When free isn't enough
Free LinkedIn job posts have clear limitations. Here's when to upgrade or diversify:
Upgrade to LinkedIn Promoted Posts when:
- You need more than 50 applicants
- The role is specialized and your network doesn't reach the right candidates
- Time-to-fill is critical and you can't wait for organic distribution
- You're hiring for multiple roles simultaneously
Diversify beyond LinkedIn when:
- You're hiring for technical roles (GitHub, Stack Overflow, and specialized job boards often outperform LinkedIn)
- You need candidates from underrepresented groups (niche job boards and professional organizations reach different populations)
- You're hiring hourly or frontline workers (Indeed, ZipRecruiter perform better for these roles)
- Response rates to your posts are declining (audience fatigue from the same channel)
Use AI sourcing when:
- You need passive candidates who aren't browsing job posts at all
- The role is specialized enough that inbound applications won't be sufficient
- You want to reduce dependency on any single channel
The fundamental limitation of job postings — free or paid — is that they only reach people who are actively looking. The majority of high-quality candidates (70% of the workforce) are passive — open to opportunities but not browsing job boards.
AI sourcing platforms like Noon flip the model: instead of waiting for candidates to find your posting, the AI proactively identifies qualified candidates, researches their background, and initiates personalized outreach. This is especially effective for roles where the free LinkedIn post doesn't generate a strong enough applicant pool.
The multi-channel approach
The smartest recruiting teams don't rely on any single channel. A practical multi-channel strategy:
| Channel | Cost | Best For | Candidate Type |
|---|---|---|---|
| LinkedIn free post | Free | Professional roles, network leverage | Active job seekers |
| LinkedIn promoted | $5-15/day | Broader reach, specialized roles | Active + semi-active |
| Company career page | Free (hosting cost) | Employer brand, SEO | Active + research-phase |
| Employee referrals | Referral bonus ($1-5K) | High-quality, culture-fit | Passive (via trusted connection) |
| Indeed / ZipRecruiter | Varies | Volume roles, hourly workers | Active job seekers |
| AI sourcing (Noon) | Platform fee | Specialized + passive candidates | Passive (not browsing jobs) |
| GitHub / Stack Overflow | Free-$500/mo | Technical roles | Active + passive developers |
| Niche job boards | $100-500/post | Domain-specific roles | Active in specific fields |
The free LinkedIn post is one piece. For most roles, combine 2-3 channels based on the candidate profile you're targeting.
FAQ
How many free job posts can I have on LinkedIn at once? One free job post at a time, with a limited number of free posts in a 30-day window. The exact limit varies and LinkedIn doesn't publish a fixed number. If you need multiple simultaneous postings, you'll need promoted posts or a LinkedIn Recruiter subscription.

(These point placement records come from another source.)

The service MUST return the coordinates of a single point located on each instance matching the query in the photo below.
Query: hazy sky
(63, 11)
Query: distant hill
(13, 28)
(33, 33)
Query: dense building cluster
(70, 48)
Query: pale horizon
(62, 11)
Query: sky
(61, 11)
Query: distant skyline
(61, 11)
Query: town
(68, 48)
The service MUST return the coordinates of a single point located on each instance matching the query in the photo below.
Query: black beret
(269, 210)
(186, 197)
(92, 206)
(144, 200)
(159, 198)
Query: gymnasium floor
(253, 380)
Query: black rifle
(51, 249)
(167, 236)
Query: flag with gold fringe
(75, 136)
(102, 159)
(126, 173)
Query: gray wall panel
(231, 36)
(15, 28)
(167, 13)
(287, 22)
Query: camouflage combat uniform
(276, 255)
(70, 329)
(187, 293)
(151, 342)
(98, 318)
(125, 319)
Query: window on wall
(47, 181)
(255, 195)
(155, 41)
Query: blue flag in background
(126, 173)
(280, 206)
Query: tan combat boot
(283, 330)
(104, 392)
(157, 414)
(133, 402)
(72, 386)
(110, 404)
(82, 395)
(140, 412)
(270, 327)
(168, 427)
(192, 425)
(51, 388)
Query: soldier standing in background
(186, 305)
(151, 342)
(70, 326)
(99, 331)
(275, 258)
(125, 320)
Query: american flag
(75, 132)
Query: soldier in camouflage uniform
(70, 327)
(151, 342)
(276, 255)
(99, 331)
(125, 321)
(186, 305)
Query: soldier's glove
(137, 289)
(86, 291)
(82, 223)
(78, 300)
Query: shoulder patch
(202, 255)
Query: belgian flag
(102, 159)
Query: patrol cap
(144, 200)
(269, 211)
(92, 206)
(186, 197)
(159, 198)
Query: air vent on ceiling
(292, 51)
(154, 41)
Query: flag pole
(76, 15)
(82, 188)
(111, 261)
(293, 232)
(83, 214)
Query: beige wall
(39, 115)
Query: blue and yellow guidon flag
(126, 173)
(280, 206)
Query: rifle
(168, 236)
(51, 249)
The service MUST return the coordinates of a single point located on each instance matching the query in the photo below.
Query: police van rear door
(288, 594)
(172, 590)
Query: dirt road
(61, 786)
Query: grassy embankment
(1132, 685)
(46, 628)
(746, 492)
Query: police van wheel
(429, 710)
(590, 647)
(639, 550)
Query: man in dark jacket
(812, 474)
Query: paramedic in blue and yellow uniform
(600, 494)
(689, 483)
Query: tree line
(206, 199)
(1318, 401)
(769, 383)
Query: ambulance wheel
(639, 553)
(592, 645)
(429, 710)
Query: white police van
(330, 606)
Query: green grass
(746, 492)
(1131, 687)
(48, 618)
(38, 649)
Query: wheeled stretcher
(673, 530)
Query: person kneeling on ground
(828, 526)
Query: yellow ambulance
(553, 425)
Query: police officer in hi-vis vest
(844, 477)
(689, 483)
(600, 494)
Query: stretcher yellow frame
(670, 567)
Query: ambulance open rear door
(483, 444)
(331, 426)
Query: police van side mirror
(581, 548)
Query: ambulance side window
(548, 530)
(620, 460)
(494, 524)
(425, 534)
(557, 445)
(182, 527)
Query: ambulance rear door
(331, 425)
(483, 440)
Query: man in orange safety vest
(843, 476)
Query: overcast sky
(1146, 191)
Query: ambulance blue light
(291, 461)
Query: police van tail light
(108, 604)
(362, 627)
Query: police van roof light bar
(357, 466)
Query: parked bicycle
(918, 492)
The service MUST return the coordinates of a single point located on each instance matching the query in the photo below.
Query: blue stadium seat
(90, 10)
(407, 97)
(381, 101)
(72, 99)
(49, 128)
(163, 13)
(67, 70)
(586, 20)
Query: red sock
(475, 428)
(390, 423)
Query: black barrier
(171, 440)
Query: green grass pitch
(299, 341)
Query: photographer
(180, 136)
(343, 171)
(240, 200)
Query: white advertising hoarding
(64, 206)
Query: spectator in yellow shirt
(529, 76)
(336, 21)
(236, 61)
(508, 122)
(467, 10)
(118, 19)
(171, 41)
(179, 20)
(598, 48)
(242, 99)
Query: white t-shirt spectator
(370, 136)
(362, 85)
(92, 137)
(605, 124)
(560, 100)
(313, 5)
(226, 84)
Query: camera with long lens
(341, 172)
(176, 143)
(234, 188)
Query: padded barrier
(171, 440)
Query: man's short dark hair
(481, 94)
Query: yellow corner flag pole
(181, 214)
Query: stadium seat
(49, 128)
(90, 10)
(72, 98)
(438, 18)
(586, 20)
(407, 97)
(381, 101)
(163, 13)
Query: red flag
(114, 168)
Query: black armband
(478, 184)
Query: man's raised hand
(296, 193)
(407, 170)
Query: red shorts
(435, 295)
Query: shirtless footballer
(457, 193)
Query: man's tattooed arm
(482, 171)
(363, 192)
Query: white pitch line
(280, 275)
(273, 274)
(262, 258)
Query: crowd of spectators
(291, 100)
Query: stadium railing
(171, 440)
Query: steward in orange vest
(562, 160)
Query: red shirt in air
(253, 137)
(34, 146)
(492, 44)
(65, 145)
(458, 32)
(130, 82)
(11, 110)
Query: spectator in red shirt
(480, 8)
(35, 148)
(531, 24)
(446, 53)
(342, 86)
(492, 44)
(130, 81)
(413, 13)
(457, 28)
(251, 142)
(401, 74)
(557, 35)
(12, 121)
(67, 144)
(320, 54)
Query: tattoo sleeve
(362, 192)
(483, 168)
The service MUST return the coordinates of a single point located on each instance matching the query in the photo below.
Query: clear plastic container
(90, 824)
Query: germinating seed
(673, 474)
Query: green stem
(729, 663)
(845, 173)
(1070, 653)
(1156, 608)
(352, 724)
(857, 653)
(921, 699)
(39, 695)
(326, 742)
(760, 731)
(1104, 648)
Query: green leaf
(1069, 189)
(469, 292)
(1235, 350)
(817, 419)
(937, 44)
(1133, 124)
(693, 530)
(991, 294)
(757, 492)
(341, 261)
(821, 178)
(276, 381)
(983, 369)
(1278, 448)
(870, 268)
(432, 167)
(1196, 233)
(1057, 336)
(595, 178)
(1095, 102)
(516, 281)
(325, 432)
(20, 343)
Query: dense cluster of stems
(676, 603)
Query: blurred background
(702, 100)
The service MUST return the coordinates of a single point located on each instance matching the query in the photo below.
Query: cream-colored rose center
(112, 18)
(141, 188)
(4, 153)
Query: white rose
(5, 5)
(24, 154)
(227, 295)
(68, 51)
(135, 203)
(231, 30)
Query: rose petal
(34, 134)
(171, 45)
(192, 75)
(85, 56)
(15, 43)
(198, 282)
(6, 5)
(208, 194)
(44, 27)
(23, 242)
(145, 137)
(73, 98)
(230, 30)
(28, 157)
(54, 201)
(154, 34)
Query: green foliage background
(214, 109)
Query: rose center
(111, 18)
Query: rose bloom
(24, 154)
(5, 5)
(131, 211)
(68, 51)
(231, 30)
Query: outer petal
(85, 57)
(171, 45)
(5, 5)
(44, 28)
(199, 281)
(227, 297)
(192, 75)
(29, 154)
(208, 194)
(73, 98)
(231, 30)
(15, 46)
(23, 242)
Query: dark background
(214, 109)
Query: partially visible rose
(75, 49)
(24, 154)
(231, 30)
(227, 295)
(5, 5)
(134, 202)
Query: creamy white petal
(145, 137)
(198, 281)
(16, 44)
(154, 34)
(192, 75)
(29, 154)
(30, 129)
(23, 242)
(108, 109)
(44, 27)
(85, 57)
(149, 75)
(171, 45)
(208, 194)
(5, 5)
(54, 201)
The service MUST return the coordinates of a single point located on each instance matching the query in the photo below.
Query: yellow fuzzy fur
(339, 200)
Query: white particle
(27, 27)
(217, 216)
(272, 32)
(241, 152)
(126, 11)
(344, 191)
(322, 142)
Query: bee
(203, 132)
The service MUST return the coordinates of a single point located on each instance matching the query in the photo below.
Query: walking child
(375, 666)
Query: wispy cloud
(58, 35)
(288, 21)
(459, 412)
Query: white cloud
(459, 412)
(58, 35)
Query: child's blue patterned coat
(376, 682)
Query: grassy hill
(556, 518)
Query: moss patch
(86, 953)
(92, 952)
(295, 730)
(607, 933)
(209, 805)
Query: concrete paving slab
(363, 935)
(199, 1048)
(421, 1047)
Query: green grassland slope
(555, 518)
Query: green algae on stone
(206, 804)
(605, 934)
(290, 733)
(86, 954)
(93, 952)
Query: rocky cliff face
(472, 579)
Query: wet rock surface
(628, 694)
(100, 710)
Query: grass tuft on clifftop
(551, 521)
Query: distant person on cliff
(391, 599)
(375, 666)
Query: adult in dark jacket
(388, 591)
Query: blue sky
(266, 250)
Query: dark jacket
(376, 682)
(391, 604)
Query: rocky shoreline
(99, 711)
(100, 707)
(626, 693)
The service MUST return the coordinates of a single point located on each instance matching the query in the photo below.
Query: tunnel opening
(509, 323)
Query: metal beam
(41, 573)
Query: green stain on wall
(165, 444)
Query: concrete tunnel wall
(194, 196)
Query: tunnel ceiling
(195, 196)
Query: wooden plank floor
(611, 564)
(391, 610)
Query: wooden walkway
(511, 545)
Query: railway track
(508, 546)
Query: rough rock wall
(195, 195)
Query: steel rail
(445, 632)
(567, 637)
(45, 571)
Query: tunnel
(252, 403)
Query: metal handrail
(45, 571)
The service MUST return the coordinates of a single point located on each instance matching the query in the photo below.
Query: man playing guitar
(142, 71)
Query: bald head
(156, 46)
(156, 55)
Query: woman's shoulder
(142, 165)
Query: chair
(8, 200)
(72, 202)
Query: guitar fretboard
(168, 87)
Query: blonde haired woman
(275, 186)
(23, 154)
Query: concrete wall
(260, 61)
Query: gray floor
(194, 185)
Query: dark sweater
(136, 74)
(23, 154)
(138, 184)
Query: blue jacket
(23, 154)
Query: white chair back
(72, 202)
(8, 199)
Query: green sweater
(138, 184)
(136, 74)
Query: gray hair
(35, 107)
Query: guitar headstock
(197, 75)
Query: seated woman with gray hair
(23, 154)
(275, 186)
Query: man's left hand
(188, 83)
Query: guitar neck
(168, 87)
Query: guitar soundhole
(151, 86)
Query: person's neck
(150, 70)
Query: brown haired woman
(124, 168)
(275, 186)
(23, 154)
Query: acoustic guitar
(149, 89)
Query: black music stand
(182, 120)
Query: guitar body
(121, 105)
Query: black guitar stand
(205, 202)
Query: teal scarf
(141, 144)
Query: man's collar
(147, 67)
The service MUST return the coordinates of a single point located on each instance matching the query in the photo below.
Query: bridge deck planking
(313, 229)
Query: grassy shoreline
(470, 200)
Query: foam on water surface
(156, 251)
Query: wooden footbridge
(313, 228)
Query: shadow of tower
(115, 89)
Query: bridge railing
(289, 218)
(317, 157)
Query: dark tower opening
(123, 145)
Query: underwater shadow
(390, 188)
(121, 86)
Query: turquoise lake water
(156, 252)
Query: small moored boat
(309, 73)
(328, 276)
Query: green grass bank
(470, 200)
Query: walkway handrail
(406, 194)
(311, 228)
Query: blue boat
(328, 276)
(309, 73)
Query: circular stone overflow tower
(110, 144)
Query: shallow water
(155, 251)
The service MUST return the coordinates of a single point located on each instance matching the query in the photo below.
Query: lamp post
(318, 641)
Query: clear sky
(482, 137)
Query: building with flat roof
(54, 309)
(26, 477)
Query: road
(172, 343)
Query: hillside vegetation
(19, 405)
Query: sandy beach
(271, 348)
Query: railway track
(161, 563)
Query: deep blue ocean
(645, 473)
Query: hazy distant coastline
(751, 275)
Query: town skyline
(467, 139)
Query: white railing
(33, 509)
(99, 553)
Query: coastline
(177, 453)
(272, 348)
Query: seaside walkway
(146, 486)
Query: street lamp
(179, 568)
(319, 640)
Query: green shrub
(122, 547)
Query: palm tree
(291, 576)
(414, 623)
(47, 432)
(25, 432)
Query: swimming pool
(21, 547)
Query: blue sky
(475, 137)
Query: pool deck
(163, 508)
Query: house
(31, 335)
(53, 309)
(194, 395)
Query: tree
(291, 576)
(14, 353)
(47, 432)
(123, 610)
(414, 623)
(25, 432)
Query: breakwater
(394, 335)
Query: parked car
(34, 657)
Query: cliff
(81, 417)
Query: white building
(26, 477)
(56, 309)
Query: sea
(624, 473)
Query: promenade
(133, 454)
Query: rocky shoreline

Do free job posts actually work? Yes, but with limitations. They work best for roles where your existing network has relevant connections, for companies with strong LinkedIn employer brand presence, and for professional roles in common functions. They're less effective for highly specialized roles, passive candidates, or when you need high applicant volume.
Should I include salary in a free LinkedIn post? Yes — always. Posts with salary ranges get 44% more applications. Many states legally require it. And it saves time by filtering candidates whose expectations don't match your range. Even if your state doesn't require it, include it.
How does LinkedIn's free post compare to AI sourcing? They serve different purposes. LinkedIn free posts are inbound — you post and wait for candidates to apply. AI sourcing (like Noon) is outbound — it proactively finds and contacts qualified candidates. The best strategy uses both: free posts capture active seekers while AI sourcing reaches the passive majority.